I have a child who has his own story to one day share. It is not mine to share, nor do we know the scope of his story yet. But I do have my own story to share- as a mom. I had four children in four years before the age of 30. There were health issues for the twins for the first couple years, a toddler who refused to sleep, my own mystery autoimmune health issues cropping up, and financial stress. To say I was overwhelmed was an understatement. I look back on those young mama years with such compassion. I was so very exhausted and had this sweet child who decided it was time to sharpen my own soul’s wounds. Every temper tantrum felt like a direct assault on my very own capabilities. I had read most EVERY known parenting book out there. I should know how to handle all my children. Every sleepless night brought more and more emotions out of control to the surface. I felt like I could explode in anxiety at a moment's notice. It wasn’t this one little human who brought the anxiety on, but it was deep wounds within my own heart which began to surface.
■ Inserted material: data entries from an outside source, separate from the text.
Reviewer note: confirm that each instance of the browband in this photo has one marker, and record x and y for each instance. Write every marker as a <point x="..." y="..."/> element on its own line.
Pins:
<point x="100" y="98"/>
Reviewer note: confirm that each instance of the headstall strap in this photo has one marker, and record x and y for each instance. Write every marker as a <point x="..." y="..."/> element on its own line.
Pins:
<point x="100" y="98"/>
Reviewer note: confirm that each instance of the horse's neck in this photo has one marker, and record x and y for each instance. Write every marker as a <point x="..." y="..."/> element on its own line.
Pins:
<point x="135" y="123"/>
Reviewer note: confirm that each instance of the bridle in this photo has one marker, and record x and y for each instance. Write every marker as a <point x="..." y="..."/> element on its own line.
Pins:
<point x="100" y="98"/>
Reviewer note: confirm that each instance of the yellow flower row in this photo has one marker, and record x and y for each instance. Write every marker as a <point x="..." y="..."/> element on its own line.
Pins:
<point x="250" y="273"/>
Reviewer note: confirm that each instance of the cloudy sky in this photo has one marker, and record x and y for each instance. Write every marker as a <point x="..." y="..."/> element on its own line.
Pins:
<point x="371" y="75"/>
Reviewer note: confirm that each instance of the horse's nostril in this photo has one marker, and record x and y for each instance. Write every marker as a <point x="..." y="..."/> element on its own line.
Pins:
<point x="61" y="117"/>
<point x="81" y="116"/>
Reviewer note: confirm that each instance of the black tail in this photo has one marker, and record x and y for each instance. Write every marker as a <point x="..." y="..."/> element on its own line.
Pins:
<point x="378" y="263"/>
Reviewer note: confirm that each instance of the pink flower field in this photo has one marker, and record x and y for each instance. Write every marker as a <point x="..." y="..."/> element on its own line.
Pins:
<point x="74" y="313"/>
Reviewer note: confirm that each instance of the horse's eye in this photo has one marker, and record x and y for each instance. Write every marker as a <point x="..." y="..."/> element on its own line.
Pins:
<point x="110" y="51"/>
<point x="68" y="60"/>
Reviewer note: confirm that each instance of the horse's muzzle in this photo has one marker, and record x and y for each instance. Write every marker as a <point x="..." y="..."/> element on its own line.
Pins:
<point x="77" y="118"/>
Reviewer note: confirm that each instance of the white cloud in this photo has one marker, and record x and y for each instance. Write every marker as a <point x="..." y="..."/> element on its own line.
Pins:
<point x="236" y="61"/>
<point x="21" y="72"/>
As Karen Doyle Buckwalter shared our REBEL Parenting show, “If you don’t work on your issues, your kids will work them for you.” There are many times as a parent where I have left the highly heated situation and fell to the floor crying in desperation- when all along, it is there where Jesus comes and just groans with us and the Holy Spirit moves within us offering healing balm on our own pain. Parenting my four munchkins has brought me to my knees thousands of times and has allowed for me to grow in the ways which were no longer serving me. I began to seek counseling because I knew my anxiety and fear and anger were my own triggers in my history. I also began intense functional transformational coaching with a lovely woman who walked through my day to day to bring awareness to “old patterns.” We continue to do counseling to help us to understand how to validate the feelings of our children, ourselves, and others around us- because this is where the real wholehearted change happens. Parenting life still unfolds each day and teaches me hard things but I know there is progress. I am more self aware when I need a break to breathe and when I need to provide space for my kids to express their feelings and not pick them up as my own. As my mentor says, “Children are just a mirror reminding us of our story.” I know this is so true firsthand.
When you are triggered by your child’s behavior, I would ask what is the underlying trigger within you? What’s your own story you are telling yourself? It’s so much more than the behavior of the child. Invite the Holy Spirit to illuminate the places in your heart where you need your own healing and find a coach/counselor who can help navigate and work through what is needed. Again, the lovely Karen Doyle Buckwalter, explains beautifully on the show, “You can’t cut off the dandelion tops and not expect them to grow back.”